Il caso Phica.eu evidenzia anche le difficoltà di applicazione delle leggi vigenti in materia di revenge porn e diffusione non consensuale di immagini intime, spiega Campagna. Nonostante in Italia dal 2019 sia in vigore la legge “Codice Rosso”, che prevede pene fino a sei anni di carcere per chi diffonde contenuti senza consenso, l’anonimato degli utenti e la localizzazione della sede dei server all’estero rendono complesso l’intervento delle autorità.
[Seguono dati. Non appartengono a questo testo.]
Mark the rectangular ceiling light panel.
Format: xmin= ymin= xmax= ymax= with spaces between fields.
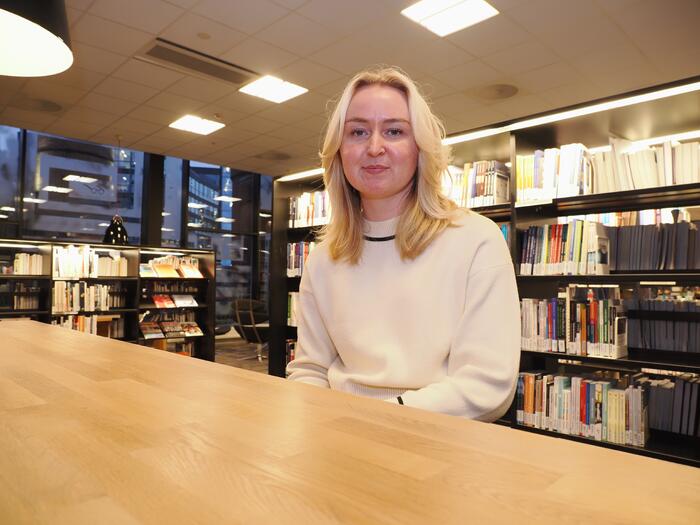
xmin=240 ymin=75 xmax=308 ymax=103
xmin=169 ymin=115 xmax=225 ymax=135
xmin=401 ymin=0 xmax=499 ymax=37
«Ciò dimostra che una risposta solo penale è doppiamente insufficiente se non accompagnata da una proposta istituzionale educativa, sia in termini di educazione sessuale sia digitale, perché anche le forze dell’ordine oggi non hanno i mezzi per rispondere a un ecosistema talmente ampio e difficilmente tracciabile», dice Campagna. «Sappiamo che c’è tanto lavoro da fare e ci vorrà tempo, ma non è vero che non è possibile cambiare le cose. E a chi dice “Tanto il sito lo riapriranno domani”, noi rispondiamo: “Benissimo, e domani saremo ancora di più pronte, unite e preparate di quanto lo siamo state oggi”».